Vaginal Birth After Cesarean Indian Medical PG Question 9: A primigravida is in labor. Her per-vaginal examination revealed a posterior cervix with 5 cm cervical length, 1 cm dilatation, soft consistency, and head at -1 station. Calculate the Bishop score.
- A. 5 (Correct Answer)
- B. 0
- C. 8
- D. 3
Vaginal Birth After Cesarean Explanation: ***5***
- The Bishop score calculation: **cervical position** (posterior = 0), **cervical effacement** (5 cm length = 0), **dilation** (1 cm = 1), **consistency** (soft = 2), and **station** (-1 = 1).
- According to standard **Dutta textbook** references, this totals to 5 points (0 + 0 + 1 + 2 + 1), with soft consistency correctly scoring 2 points.
*3*
- This score incorrectly assigns only **1 point for soft consistency** instead of the standard 2 points.
- The miscalculation underestimates the **cervical readiness** for labor induction.
*0*
- A score of 0 would require all parameters to be at their **minimum values** (firm consistency, closed cervix, high station).
- The given parameters show **1 cm dilation**, **soft consistency**, and **-1 station**, each contributing positive points.
*8*
- A high score of 8 indicates a **very favorable cervix** with significant effacement, anterior position, and greater dilation.
- The current findings show **minimal effacement** (5 cm length), **posterior position**, and only **1 cm dilation**, inconsistent with such a high score.
Vaginal Birth After Cesarean Indian Medical PG Question 10: A lady with 36-week pregnancy with previous C-section comes with low BP, tachycardia, and on USG fluid present in peritoneum. What is the diagnosis and next management?

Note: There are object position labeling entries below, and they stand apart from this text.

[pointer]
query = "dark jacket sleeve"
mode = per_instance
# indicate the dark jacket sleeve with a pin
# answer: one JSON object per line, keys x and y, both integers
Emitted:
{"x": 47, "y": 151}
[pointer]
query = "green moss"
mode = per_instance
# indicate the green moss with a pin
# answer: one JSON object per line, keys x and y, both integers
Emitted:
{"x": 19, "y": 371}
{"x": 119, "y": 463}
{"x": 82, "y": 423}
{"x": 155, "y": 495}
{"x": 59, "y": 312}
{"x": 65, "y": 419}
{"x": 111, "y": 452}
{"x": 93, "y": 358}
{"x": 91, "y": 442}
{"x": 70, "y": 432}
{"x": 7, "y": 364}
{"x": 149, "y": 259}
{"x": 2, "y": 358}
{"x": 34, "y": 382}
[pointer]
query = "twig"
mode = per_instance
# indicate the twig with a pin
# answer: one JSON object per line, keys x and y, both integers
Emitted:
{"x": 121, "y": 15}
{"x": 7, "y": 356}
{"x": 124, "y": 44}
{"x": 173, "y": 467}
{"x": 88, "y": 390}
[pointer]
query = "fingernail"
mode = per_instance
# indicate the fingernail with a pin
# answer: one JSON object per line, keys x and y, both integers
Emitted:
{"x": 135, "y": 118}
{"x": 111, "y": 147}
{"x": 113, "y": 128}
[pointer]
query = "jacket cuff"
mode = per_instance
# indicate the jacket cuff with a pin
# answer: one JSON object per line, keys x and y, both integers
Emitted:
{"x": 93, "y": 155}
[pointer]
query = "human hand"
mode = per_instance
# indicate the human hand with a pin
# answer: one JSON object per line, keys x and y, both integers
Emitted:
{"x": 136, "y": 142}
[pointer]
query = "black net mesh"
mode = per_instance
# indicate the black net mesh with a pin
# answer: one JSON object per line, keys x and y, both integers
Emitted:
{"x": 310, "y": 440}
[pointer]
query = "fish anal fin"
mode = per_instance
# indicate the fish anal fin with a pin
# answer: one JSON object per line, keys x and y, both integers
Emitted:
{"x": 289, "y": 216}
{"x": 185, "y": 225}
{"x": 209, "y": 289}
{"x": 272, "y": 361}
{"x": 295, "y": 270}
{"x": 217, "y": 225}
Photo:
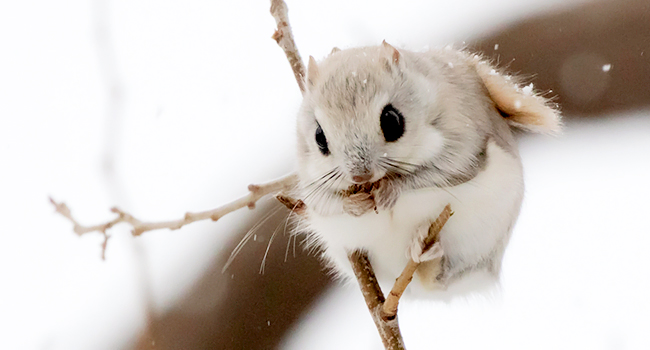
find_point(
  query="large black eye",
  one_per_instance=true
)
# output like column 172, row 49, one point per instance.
column 321, row 141
column 392, row 123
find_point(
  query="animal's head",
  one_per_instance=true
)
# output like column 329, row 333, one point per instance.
column 377, row 112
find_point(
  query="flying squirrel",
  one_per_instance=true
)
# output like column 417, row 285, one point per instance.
column 387, row 138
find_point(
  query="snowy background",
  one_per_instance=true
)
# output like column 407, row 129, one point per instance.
column 205, row 104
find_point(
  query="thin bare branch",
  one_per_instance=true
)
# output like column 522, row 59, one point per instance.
column 139, row 227
column 389, row 309
column 388, row 329
column 284, row 37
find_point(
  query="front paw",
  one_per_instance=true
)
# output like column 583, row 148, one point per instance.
column 386, row 194
column 416, row 250
column 358, row 204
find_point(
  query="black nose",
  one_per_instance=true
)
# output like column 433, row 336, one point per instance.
column 361, row 178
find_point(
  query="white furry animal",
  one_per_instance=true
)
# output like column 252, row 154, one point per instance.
column 421, row 130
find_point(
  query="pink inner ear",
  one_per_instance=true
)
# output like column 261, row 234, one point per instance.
column 522, row 109
column 395, row 53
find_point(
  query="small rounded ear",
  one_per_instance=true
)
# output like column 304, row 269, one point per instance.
column 521, row 107
column 389, row 51
column 312, row 72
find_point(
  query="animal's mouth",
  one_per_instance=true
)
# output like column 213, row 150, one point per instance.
column 367, row 188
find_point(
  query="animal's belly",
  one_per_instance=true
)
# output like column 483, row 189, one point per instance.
column 485, row 209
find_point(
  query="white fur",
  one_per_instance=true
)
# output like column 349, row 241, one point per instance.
column 485, row 209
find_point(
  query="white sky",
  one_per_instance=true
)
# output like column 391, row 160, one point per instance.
column 209, row 107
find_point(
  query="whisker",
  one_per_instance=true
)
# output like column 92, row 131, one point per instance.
column 268, row 247
column 247, row 238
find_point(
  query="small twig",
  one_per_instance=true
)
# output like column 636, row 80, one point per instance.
column 284, row 37
column 389, row 309
column 388, row 329
column 139, row 227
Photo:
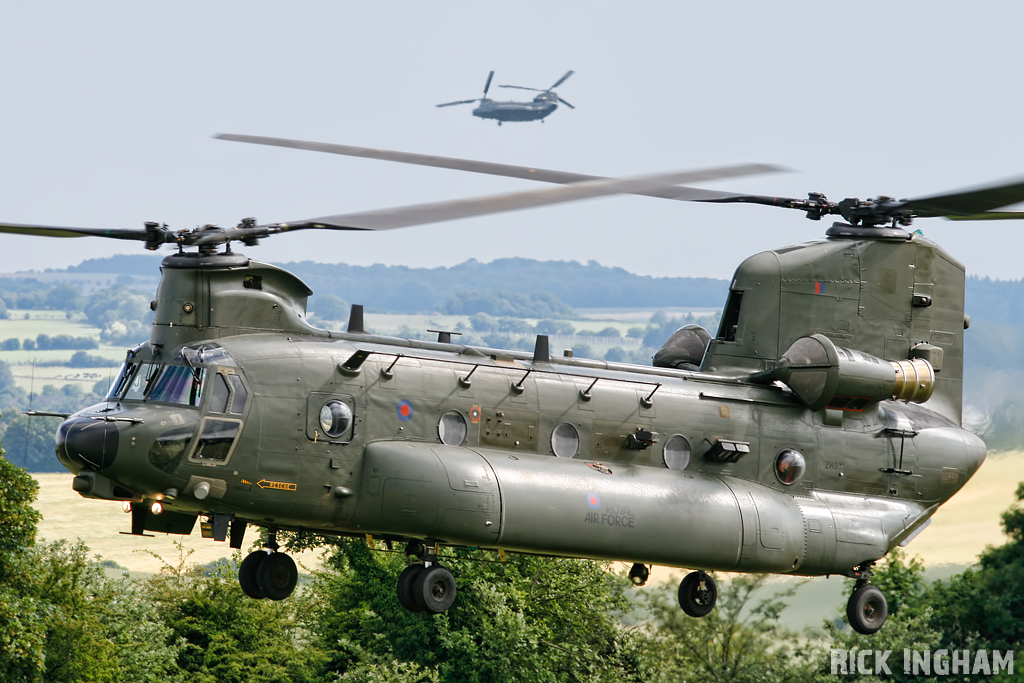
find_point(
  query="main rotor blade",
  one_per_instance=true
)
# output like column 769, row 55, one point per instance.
column 681, row 194
column 970, row 201
column 54, row 231
column 386, row 219
column 561, row 80
column 990, row 215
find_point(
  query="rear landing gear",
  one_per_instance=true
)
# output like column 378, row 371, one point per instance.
column 867, row 609
column 697, row 594
column 267, row 573
column 425, row 587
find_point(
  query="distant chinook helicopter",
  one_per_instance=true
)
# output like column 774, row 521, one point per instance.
column 543, row 104
column 816, row 431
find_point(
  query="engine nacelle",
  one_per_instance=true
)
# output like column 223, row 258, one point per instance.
column 823, row 375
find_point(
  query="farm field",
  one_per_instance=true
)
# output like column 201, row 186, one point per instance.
column 98, row 524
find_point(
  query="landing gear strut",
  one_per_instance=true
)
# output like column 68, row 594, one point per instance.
column 267, row 573
column 697, row 594
column 867, row 608
column 427, row 586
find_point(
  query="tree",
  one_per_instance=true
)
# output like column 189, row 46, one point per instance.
column 525, row 619
column 984, row 607
column 22, row 623
column 741, row 640
column 224, row 636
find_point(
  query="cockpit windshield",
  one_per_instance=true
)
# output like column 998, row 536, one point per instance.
column 167, row 384
column 179, row 384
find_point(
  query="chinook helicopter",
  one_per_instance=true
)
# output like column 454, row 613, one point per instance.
column 542, row 104
column 818, row 429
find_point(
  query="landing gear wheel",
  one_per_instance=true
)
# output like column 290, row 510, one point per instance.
column 697, row 594
column 434, row 589
column 639, row 573
column 866, row 609
column 276, row 575
column 407, row 588
column 247, row 574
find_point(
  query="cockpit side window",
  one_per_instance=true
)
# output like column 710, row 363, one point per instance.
column 227, row 393
column 216, row 440
column 120, row 382
column 239, row 394
column 220, row 393
column 140, row 380
column 179, row 384
column 729, row 328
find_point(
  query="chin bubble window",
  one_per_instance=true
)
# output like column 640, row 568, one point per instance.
column 677, row 453
column 335, row 418
column 452, row 428
column 565, row 440
column 790, row 466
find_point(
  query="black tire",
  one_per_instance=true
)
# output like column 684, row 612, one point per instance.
column 867, row 609
column 694, row 600
column 434, row 589
column 247, row 574
column 276, row 575
column 407, row 588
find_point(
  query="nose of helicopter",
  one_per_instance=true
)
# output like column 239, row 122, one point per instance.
column 85, row 442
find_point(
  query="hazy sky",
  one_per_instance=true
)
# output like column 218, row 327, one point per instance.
column 108, row 109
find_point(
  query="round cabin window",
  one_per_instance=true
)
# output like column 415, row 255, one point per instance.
column 336, row 418
column 677, row 453
column 565, row 440
column 790, row 466
column 452, row 428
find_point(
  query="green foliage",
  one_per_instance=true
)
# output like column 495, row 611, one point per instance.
column 984, row 607
column 17, row 517
column 65, row 297
column 117, row 304
column 60, row 617
column 223, row 635
column 494, row 302
column 527, row 619
column 741, row 640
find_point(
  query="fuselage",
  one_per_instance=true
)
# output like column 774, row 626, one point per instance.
column 510, row 111
column 500, row 450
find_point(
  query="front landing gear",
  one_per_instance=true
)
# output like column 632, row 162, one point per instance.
column 867, row 608
column 697, row 594
column 426, row 587
column 267, row 573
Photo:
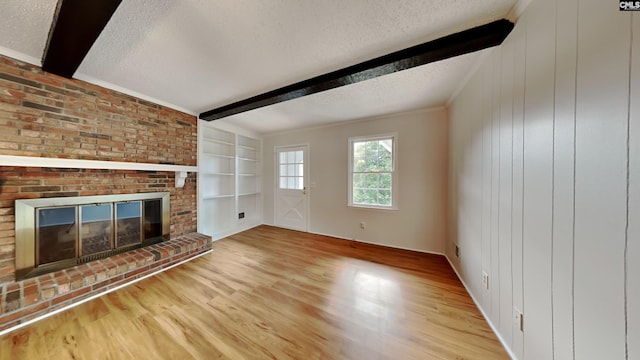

- A. Abruptio and C-section
- B. Ectopic pregnancy and abortion
- C. Impending dehiscence and Laparoscopy
- D. Uterine scar rupture with Laparotomy (Correct Answer)
Vaginal Birth After Cesarean Explanation: ***Uterine scar rupture with Laparotomy***
- The presentation of **low blood pressure**, **tachycardia**, and **free fluid in the peritoneum** in a 36-week pregnant woman with a **previous C-section** is highly indicative of uterine scar rupture given the signs of **hemorrhagic shock**.
- **Laparotomy** (emergency abdominal surgery) is the immediate and definitive management to repair the ruptured uterus, control bleeding, and deliver the fetus.
*Abruptio and C-section*
- **Placental abruption** typically presents with painful vaginal bleeding, uterine tenderness, and fetal distress, which are not explicitly mentioned as the primary symptoms here.
- While a **C-section** would be indicated for abruption, the presence of free fluid in the peritoneum and hemodynamic instability in a woman with a prior C-section points more towards rupture.
*Ectopic pregnancy and abortion*
- An **ectopic pregnancy** is ruled out by the 36-week gestational age; these occur much earlier in pregnancy.
- An **abortion** refers to the termination of pregnancy and does not cause these specific signs and symptoms at 36 weeks.
*Impending dehiscence and Laparoscopy*
- **Impending dehiscence** (separation of the uterine scar without complete rupture) would likely cause localized pain but typically not the severe signs of **hypovolemic shock** and free peritoneal fluid seen here.
- **Laparoscopy** is a minimally invasive procedure and would not be appropriate for the emergency management of a potentially life-threatening hemorrhage from uterine rupture.